I encountered a very interesting thing about Google a few days back and I’ve been itching to blog about it. Since this post is about something that touches almost everybody with an internet connection (namely, Web Search), I’ll try keeping it as low tech as possible. Also, the issue here is not exactly Security as we know it, but can be thought of as a branch and a way for the author to bring up this point.
First, a short description of what happened: I was using Google image search and was searching for images of penthouses and Google would not return me any images. Instead what I saw, a message stating that the word “penthouse” had been filtered out of the search query and since the query was that word only, the resulting query was a blank. When I deactivated search filtering, that was when I realized what was making Google filter out the word. Apparently, the word “Penthouse” is the name of a famous adult magazine. You have got to be kidding me.

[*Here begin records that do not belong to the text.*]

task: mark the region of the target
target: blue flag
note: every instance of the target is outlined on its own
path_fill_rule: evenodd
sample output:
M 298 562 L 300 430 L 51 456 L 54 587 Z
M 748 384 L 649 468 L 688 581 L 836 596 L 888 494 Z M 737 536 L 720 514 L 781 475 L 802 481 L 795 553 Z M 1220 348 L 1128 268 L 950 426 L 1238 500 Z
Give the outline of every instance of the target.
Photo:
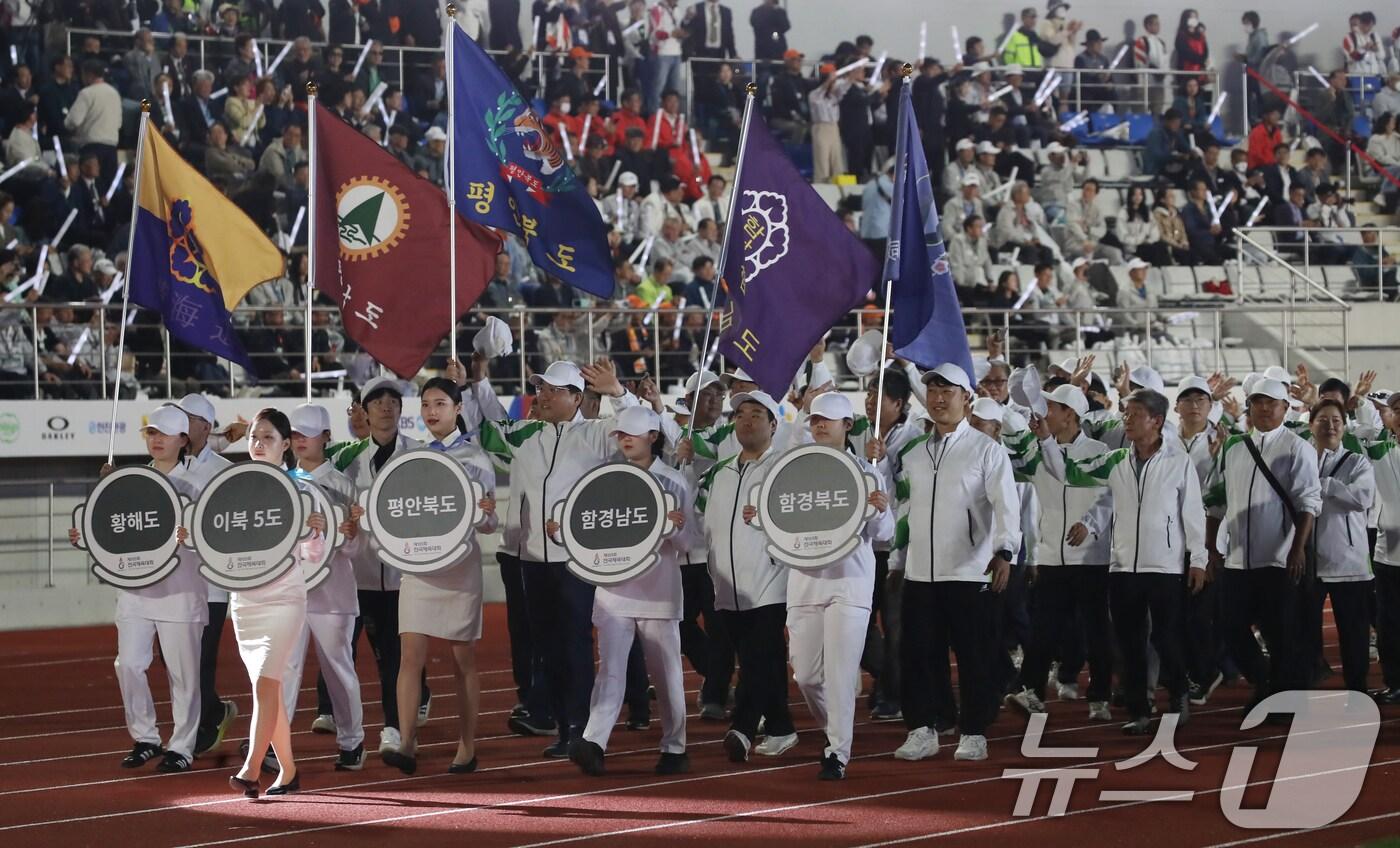
M 613 296 L 608 228 L 530 104 L 452 27 L 457 212 L 525 239 L 530 259 L 570 286 Z
M 773 397 L 875 285 L 879 262 L 802 178 L 750 105 L 725 234 L 720 352 Z
M 914 120 L 914 100 L 906 80 L 899 94 L 895 137 L 894 197 L 890 203 L 889 252 L 885 279 L 892 282 L 890 343 L 895 353 L 920 368 L 951 362 L 974 380 L 948 251 L 938 227 L 928 161 Z

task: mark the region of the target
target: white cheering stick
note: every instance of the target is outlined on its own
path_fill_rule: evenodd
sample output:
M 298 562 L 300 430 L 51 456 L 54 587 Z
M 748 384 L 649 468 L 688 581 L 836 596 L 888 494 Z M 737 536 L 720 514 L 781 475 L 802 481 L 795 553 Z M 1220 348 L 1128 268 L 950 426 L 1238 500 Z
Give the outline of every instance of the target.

Now this brings me to the main point. For those of you who are unaware of the way Google Search works, I’ll put it down in one paragraph. There are 2 main components to their search: Natural Language Processing and Web Page Indexing. Natural Language Processing (or NLP) is a sub-field of Artificial Intelligence which tries to give machines the ability to comprehend human-like speech and language. We think understanding human language is easy, since we are humans, but this is a very hard problem for machines due to the subtleties of human language like ambiguity and sarcasm. Google sends its query to one of its many servers which runs its NLP programs and tries to make heads and tails of our query as well as pick out the important words on which to return results on. So a query like, “What is WordPress?” will have the keywords “what” indicating the type of sentence/query and “wordpress” which gives the servers a hint at what to narrow their search on. There are many sub-algorithms used to achieve this, like Stemming, Word normalization, etc., and since Google uses Statistical NLP, there is also a lot of Machine Learning involved. The second component, Web Page Indexing, is simply the way Google’s servers store various webpages, so as to allow efficient retrieval of matching, relevant webpages. This where the famous PageRank algorithm comes to play, the algorithm that started Google from the minds of 2 Stanford students. Now, I may not be an expert in these fields, but I did attend a lecture on this technology by two experts from Microsoft Research at Microsoft, so you can take my word for now if you feel you are a bit lost.
So we have AI doing most of the heavy lifting. Where does Security come into play? Well, the filtering of my search results can be construed as the security part. An important part of security is Access Control, maintaining what people can/cannot do on a system. Google filtered my results in order to protect me from data that I might have found offensive, but what it did was also remove legitimate search results.
Now the bigger question is, did I fail to get results because the AI failed to understand my intent, or because the security measures put into place were too stringent to allow the results to come through? From the AI perspective, I would say that the system failed because of something called High Bias and a lack of smoothing in Machine Learning. However, from a Security perspective, I can argue that Google should know better than to block all results of the word “penthouse” and be so strong about it. So even though they have all these PhDs and other super-smarties working for them, this sure was a dumb mistake. This leads to the point of debate whether Computer Security is affecting Artificial Intelligence and vice versa, and in what ways. This is an interesting question for me, as I am personally involved in AI research but, thanks to some friends at Amrita University, have developed a keen interest in security. I am sure, with some probing, we can find some other such examples of conflict. This little problem of Google’s will (hopefully) be resolved in the next few weeks, but the point of debate may not be resolved so easily.